Refugiados venezuelanos acampados em praça pública de Boa Vista: omissão do governo federal. Foto: Assis Cabral.

A Medida Provisória 820 de 15 de fevereiro de 2018 “Dispõe sobre medidas de assistência emergencial pra acolhimento a pessoas em situação de vulnerabilidade decorrente de fluxo migratório provocado por crise humanitária”. É a chamada MP dos Refugiados, que está em fase de tramitação e o seu relator é o deputado federal Jhonatan de Jesus (PRB/RR). Pelo texto, a medida não se limita à imigração, mas abrange todo e qualquer fluxo migratório, de estrangeiros ou nacionais, provocado por crise humanitária. É assim que estabelece o inciso I do art. 2°: situação de vulnerabilidade é a “condição emergencial e urgente que evidencie a fragilidade da pessoa, nacional ou estrangeira, no âmbito da proteção social, decorrente de fluxo migratório provocado por crise humanitária”.
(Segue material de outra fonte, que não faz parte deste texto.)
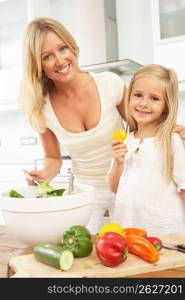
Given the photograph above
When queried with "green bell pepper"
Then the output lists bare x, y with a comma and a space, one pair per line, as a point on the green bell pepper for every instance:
77, 239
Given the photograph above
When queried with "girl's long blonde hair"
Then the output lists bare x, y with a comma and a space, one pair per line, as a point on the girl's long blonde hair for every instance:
35, 85
168, 80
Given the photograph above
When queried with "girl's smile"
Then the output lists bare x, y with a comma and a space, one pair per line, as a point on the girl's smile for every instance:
147, 101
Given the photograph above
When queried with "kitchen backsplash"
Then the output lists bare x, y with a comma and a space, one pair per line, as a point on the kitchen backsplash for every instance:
19, 143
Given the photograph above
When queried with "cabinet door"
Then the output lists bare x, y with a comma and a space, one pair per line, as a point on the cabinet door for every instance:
169, 17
O art. 2° diz que proteção social é “o conjunto de políticas públicas estruturadas para prevenir e remediar situações de vulnerabilidade social e risco pessoal que impliquem em violação dos direitos humanos”. O inciso III define crise humanitária: “desastre natural ou conflito causado pelo homem que resulte em violação direta ou indireta dos direitos humanos”. A situação de vulnerabilidade decorrente de fluxo migratório provocado por crise humanitária, no território nacional, será reconhecida por ato do Presidente da República.

As medidas de assistência emergencial para acolhimento compreendem: proteção social, atenção à saúde, oferta de atividades educacionais, formação e qualificação profissional, garantia dos direitos humanos, proteção dos direitos das mulheres, crianças, adolescentes, idosos, pessoas com deficiência, população indígena e comunidades tradicionais atingidas; oferta de infraestrutura e saneamento, segurança pública e fortalecimento do controle de fronteiras, logística e distribuição de insumos, mobilidade, distribuição no território nacional e apoio à interiorização das pessoas em situação de vulnerabilidade.

Atentamos para o fato de a interiorização depender da manifestação prévia de vontade das pessoas atingidas “que queiram se estabelecer em outro ponto do território nacional”, de acordo com o § 3º, art. 4º. Este dispositivo que torna facultativa a interiorização prejudica sobremaneira os estados fronteiriços como Roraima, pois obriga a sua população residente a suportar todo o impacto, como uma barreira geográfica que represa o fluxo imigratório.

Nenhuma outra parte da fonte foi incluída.